Passing a concept-constrained function overload

Question

The following code fails to compile (Godbolt link):

#include <concepts>

template <class Fn>
decltype(auto) g(Fn&& fn) { return fn(); }

template <typename T>
requires(std::integral<T>) int f() { return 0; }

template <typename T>
int f() { return 1; }

int main() {
  f<int>();
  f<void>();
  g(f<int>); // error: invalid initialization of non-const reference of type 'int (&)()'
             // from an rvalue of type '<unresolved overloaded function type>'
  g(f<void>);
}

It seems unexpected to me that the overload resolution succeeds when calling f<int>() (selecting the constrained version as a better match than the unconstrained version) but fails when passing f<int> as an argument.

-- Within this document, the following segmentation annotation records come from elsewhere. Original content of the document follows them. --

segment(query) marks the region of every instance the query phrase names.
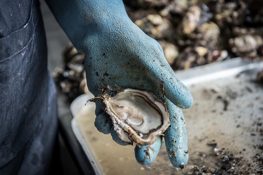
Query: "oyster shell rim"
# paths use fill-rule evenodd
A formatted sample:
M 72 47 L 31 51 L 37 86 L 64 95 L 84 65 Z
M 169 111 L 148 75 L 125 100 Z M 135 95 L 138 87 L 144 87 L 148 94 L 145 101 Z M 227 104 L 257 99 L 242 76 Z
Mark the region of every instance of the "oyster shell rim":
M 157 139 L 157 135 L 163 135 L 163 133 L 170 125 L 169 114 L 165 103 L 162 102 L 151 92 L 144 90 L 130 88 L 124 88 L 116 86 L 117 88 L 115 89 L 108 86 L 104 87 L 101 89 L 102 92 L 101 94 L 88 100 L 87 102 L 95 102 L 98 99 L 100 99 L 101 104 L 103 110 L 110 117 L 113 125 L 113 130 L 116 131 L 118 137 L 123 141 L 132 145 L 133 145 L 135 143 L 138 146 L 152 144 Z M 156 107 L 153 107 L 158 111 L 161 116 L 161 124 L 157 128 L 151 130 L 148 133 L 144 134 L 148 135 L 146 138 L 143 138 L 143 137 L 140 137 L 139 134 L 138 134 L 139 131 L 135 130 L 132 126 L 123 122 L 117 116 L 114 116 L 114 115 L 117 115 L 110 109 L 110 108 L 108 104 L 111 99 L 114 99 L 117 97 L 119 94 L 129 92 L 143 95 L 142 96 L 144 97 L 144 99 L 148 99 L 149 101 L 154 104 L 158 107 L 157 109 Z M 146 101 L 145 99 L 144 100 Z M 121 134 L 122 132 L 126 135 L 126 138 L 123 138 L 123 135 Z

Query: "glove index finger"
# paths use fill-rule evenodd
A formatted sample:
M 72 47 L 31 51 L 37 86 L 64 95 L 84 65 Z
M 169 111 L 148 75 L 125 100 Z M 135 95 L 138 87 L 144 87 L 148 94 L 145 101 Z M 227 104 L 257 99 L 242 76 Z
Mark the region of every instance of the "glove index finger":
M 148 65 L 146 76 L 162 95 L 165 95 L 177 106 L 185 109 L 190 107 L 193 98 L 189 89 L 178 79 L 166 60 L 157 59 Z

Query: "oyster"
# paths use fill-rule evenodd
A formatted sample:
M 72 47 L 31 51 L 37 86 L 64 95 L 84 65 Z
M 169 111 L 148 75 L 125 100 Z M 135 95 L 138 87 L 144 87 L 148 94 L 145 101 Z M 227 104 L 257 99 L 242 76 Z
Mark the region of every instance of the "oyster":
M 102 94 L 88 101 L 98 99 L 110 117 L 117 135 L 129 144 L 152 144 L 170 125 L 166 106 L 151 93 L 107 86 Z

Note that changing the unconstrained version to a disjoint constraint does make it compile (Godbolt link):

#include <concepts>

template <class Fn>
decltype(auto) g(Fn&& fn) { return fn(); }

template <typename T>
requires(std::integral<T>) int f() { return 0; }

template <typename T>
requires(!std::integral<T>) int f() { return 1; }

int main() {
  f<int>();
  f<void>();
  g(f<int>);
  g(f<void>);
}

So is the compiler behavior correct? And if so, is this an inconsistency in the standard, or is it intended to work this way?

Answer 1

It seems that neither GCC nor Clang has fully implemented the rules for forming pointers to constrained functions: [over.over]/5 definitely considers constraint ordering in choosing an overload. There were some late changes to these, although they’re just as relevant to the disjoint-constraints case as to the unconstrained case.